CETA : "Nous avons encore quelques petites difficultés entre Européens"

22/10/16 à 12:50 - Mise à jour à 12:49

Source: Belga

"Quelques petites difficultés entre Européens" subsistent à propos du traité de libre-échange entre l'UE et le Canada (CETA), a estimé samedi matin le ministre-président wallon Paul Magnette, à l'issue d'une rencontre avec le président du Parlement européen, Martin Schulz.

CETA : "Nous avons encore quelques petites difficultés entre Européens"

© Martin Bureau/Belgaimage

"Les négociations avec le Canada sur le CETA sont conclues et les problèmes qui restent concernent l'Europe", a souligné M. Schulz, qui s'est entretenu en matinée avec la ministre canadienne du Commerce, Chrystia Freeland, avant de recevoir M. Magnette et des représentants de la Commission européenne.

"Ces deux entretiens ont été très utiles et constructifs. Je suis très optimiste quant à la possibilité que nous trouvions une solution", a ajouté le président du Parlement, selon lequel aucun des problèmes actuels n'est impossible à résoudre.

Paul Magnette a, quant à lui, tenu à exprimer sa gratitude envers les partenaires canadiens pour leur grande patience face au temps dont les Européens ont besoin pour régler leurs problèmes.

"Je me réjouis que tout ce dont nous avons pu discuter avec nos amis canadiens aient pu conduire à un accord et que la partie avec le Canada ait été conclue", a-t-il souligné. "Les discussions que nous avons menées ensemble ont été très utiles et ont permis de déjà beaucoup améliorer le texte. Nous avons encore quelques petites difficultés entre Européens et il va donc encore falloir travailler et discuter dans les prochains temps", a-t-il précisé.

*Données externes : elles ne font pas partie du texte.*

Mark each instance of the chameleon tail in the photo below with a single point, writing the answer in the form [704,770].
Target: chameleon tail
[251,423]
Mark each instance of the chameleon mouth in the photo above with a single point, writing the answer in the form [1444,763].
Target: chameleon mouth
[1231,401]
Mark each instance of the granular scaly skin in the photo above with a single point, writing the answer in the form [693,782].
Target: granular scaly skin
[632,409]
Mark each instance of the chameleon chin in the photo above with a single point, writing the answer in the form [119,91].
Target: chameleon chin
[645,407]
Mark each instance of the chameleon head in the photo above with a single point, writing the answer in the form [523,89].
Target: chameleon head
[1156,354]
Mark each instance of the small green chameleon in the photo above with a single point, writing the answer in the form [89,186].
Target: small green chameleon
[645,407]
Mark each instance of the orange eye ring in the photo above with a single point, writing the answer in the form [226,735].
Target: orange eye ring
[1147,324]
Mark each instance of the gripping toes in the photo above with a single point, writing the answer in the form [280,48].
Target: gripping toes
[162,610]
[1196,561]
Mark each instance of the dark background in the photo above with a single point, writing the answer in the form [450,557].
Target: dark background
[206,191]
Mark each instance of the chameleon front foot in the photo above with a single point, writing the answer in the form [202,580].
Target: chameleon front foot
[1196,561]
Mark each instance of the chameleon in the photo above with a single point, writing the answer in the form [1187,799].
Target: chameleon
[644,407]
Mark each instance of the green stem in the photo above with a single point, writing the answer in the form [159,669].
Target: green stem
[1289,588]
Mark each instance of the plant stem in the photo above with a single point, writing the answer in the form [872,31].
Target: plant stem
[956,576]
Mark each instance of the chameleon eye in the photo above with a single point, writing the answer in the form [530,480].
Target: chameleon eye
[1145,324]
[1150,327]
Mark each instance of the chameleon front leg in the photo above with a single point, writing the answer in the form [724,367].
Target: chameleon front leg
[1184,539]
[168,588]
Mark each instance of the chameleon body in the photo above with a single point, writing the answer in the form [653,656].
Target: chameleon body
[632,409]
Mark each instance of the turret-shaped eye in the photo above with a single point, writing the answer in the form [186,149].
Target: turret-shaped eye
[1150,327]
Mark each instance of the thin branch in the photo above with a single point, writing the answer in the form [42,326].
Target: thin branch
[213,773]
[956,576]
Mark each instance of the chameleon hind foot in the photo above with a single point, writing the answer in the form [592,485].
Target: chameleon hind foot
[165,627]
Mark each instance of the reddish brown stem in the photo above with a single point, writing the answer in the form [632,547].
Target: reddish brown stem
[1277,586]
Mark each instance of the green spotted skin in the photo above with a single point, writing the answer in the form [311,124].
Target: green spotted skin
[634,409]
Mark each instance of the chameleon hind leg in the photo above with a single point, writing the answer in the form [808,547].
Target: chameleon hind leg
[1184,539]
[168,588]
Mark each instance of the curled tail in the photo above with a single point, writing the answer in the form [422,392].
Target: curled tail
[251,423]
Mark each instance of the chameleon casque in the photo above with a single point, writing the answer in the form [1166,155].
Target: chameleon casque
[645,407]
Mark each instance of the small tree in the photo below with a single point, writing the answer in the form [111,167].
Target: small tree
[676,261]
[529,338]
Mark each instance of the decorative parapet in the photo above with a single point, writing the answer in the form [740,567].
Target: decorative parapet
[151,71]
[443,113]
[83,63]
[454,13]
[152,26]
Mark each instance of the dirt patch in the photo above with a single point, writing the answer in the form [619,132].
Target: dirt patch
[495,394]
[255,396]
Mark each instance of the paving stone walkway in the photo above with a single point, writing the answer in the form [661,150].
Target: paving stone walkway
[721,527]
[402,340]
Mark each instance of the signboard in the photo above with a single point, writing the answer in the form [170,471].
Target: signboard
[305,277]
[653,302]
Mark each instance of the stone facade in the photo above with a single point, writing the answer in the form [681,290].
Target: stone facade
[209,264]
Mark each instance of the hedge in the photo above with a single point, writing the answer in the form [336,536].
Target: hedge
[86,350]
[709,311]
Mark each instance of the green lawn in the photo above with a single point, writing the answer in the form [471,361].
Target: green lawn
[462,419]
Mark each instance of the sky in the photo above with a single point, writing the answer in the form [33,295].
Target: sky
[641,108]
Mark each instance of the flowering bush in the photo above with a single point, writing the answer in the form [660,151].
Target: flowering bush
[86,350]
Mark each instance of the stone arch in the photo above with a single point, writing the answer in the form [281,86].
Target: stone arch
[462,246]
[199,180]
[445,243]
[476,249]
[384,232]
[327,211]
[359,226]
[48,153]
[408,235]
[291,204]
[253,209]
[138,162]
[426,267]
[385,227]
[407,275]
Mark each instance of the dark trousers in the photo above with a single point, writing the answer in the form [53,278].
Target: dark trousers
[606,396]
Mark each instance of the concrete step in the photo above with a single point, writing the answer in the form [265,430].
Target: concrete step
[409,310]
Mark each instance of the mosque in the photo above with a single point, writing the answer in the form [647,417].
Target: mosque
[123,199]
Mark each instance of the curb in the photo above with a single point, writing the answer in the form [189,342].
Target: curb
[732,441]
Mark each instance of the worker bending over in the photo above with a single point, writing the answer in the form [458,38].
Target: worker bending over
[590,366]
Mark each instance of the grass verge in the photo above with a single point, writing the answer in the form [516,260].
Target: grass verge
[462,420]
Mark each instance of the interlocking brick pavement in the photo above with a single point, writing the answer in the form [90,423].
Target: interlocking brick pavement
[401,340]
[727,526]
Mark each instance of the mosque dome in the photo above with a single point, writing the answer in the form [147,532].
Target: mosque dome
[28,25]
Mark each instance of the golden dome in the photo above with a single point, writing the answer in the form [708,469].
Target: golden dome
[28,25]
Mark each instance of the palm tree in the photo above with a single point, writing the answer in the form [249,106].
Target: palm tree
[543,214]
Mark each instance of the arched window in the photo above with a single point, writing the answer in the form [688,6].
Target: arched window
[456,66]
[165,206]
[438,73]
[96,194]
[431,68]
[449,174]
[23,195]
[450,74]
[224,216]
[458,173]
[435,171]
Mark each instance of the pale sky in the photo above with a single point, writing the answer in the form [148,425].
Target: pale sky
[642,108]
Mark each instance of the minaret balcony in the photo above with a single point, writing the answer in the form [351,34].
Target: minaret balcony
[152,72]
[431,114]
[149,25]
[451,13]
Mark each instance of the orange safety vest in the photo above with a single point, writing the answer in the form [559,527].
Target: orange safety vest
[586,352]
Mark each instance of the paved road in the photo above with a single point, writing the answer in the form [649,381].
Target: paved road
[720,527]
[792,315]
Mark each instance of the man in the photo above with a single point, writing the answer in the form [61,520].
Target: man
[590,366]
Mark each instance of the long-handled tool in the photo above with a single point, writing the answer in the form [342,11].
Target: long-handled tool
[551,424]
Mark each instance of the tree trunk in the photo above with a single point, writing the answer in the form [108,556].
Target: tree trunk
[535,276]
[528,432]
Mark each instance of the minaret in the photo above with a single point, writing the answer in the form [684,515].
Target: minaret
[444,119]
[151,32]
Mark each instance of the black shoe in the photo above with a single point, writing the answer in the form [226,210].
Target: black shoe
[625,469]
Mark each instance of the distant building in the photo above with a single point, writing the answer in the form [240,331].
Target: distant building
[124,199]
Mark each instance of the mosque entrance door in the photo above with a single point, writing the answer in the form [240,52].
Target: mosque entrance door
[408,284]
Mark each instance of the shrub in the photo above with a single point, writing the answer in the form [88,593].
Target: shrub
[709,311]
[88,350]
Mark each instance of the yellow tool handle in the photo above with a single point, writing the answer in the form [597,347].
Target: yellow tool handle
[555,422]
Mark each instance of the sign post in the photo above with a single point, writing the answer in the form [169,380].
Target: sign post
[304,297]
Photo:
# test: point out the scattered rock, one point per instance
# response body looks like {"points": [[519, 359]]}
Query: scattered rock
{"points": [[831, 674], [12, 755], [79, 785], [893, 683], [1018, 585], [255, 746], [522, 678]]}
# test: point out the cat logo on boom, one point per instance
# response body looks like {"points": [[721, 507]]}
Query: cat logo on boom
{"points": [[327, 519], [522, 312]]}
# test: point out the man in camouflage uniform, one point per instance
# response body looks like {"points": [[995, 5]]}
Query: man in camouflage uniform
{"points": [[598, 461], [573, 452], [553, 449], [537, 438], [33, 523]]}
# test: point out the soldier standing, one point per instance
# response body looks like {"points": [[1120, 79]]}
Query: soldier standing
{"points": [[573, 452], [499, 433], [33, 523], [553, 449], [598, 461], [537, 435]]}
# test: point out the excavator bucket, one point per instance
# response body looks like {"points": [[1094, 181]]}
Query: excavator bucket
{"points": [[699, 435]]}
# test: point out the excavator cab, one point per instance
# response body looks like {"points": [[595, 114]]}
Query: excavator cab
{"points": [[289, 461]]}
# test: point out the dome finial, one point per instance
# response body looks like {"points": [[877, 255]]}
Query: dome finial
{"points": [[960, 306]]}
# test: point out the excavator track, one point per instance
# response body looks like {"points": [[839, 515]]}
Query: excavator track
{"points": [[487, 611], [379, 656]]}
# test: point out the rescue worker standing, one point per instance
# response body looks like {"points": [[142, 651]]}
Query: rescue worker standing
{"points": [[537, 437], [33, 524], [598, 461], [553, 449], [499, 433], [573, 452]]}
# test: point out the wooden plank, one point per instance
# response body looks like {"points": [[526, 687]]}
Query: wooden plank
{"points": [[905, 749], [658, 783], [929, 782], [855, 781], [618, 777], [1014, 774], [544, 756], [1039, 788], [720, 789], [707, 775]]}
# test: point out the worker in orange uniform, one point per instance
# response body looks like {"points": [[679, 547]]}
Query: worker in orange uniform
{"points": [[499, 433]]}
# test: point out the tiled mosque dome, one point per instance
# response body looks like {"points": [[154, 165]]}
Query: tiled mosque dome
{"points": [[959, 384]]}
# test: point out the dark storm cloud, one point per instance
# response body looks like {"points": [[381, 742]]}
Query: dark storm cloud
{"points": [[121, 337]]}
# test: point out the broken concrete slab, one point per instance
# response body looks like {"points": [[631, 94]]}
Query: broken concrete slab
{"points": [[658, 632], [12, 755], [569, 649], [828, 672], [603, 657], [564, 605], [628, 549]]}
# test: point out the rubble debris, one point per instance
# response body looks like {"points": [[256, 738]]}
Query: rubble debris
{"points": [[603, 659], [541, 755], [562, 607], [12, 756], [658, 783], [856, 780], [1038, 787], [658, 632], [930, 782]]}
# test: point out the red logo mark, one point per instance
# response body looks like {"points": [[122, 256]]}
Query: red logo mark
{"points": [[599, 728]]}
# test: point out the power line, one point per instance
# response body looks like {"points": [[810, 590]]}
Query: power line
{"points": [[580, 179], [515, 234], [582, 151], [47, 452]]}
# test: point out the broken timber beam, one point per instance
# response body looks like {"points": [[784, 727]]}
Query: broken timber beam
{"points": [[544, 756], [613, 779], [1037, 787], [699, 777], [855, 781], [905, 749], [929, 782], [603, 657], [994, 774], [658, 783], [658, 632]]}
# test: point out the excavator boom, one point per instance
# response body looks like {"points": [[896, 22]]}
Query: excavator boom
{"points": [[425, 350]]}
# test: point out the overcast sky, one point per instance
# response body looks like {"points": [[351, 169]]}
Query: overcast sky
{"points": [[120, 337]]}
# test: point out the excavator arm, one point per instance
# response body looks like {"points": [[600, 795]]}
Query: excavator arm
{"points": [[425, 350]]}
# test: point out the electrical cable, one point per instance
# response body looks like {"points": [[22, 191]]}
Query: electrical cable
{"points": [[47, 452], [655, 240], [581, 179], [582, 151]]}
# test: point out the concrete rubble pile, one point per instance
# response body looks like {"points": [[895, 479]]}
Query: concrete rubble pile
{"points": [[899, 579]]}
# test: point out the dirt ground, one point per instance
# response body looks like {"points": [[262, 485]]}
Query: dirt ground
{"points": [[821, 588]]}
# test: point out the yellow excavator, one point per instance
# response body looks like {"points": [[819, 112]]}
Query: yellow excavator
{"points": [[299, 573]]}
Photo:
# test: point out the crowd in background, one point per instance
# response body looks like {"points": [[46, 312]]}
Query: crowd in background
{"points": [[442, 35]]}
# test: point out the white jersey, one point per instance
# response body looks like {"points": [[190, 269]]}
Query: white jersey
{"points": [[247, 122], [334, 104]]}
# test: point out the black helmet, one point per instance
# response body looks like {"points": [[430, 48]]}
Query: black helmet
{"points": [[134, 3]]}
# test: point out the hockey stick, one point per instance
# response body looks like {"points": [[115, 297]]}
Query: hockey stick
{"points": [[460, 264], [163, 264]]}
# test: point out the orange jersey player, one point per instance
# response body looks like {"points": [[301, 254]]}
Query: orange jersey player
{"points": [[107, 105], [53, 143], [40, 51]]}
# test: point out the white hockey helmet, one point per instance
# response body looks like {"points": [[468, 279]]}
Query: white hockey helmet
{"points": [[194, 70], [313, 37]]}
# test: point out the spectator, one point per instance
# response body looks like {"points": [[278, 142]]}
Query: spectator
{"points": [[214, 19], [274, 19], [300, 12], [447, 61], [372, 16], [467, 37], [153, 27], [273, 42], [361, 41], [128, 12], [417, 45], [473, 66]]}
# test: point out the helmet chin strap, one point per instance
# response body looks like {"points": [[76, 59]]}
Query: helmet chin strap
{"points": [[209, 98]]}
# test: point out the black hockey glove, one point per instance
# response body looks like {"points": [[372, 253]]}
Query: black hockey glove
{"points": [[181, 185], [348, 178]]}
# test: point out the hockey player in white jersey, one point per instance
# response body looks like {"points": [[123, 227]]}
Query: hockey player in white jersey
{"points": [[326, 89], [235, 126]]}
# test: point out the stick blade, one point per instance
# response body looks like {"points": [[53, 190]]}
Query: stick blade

M. Magnette a souligné que l'enjeu du CETA, qui deviendra probablement un modèle pour les futurs accords négociés par l'UE, valait "la peine de prendre encore un peu de temps".

Vendredi après-midi, la ministre canadienne Freeland avait annoncé l'échec des négociations sur le CETA en raison de l'opposition de la Région wallonne au traité commercial. Samedi matin, elle a affirmé que son pays était prêt à signer le CETA, mais que la balle était désormais dans le camp de l'UE.